# growing moss emersed question [update 11.21]



## DennisSingh (Nov 8, 2004)

That is a kick ass setup. Look forward to seeing the next pic. I don't know the answer to your question though sorry, seems like you have a perfect emmersed setup going for moss. Are you dosing or anything else?


----------



## gnod (Mar 24, 2011)

^thanks very much! and nope, im not dosing!


----------



## gnod (Mar 24, 2011)

bump anyone?


----------



## DennisSingh (Nov 8, 2004)

Got the second pic yet? How much lighting you've got over it? It might be too much light.


----------



## gnod (Mar 24, 2011)

im going to try to put it up tonight - i forgot last night..

i THINK it's 23W cfl (might be 13w).... about 4-5 inches away, directly down so... yea i think that's a lot of light.. haha

i guess, since they are grown emersed... they might be ok with high light


----------



## DennisSingh (Nov 8, 2004)

I don't think that is true, my emmersed moss setup grows better in the shade and indirect sunlight than in direct sunlight, but, but mostly because it would dry it out more. Yours has constant running water like a river system, but don't u notice in nature that moss tends to grow in shaded areas and even moss attached to something with running water.
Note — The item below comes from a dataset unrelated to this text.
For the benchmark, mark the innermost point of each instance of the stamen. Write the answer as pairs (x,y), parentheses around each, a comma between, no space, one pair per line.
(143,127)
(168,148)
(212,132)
Iono, I think you have too much lighting.


----------



## gnod (Mar 24, 2011)

^that's a VERY good point.. hmm... what to do
i think i will try to move some of the moss around, and possible move my lighting elsewhere instead of direct down


----------



## gordonrichards (Jun 20, 2009)

Just in transition. It will take hold and grow.
Don't mess with your setup!


----------



## gnod (Mar 24, 2011)

for like... a month or so?


----------



## DennisSingh (Nov 8, 2004)

good point to Richards too, I forgot about adaptation and recovery. How long have you had this setup?


----------



## gordonrichards (Jun 20, 2009)

Don't question the amount of time it takes for moss to grow emerged.
I wouldn't even question your current setup.
Everything is fine.

One thing to remember, is that your moss will require nutrients to grow.
If it lacks the basic building blocks it won't do anything for you.
A little bit of fertilizer will go a long way.


----------



## gnod (Mar 24, 2011)

hmm...interesting. i don't use any fertilizer other than root tabs in my substrate... so i think im good there.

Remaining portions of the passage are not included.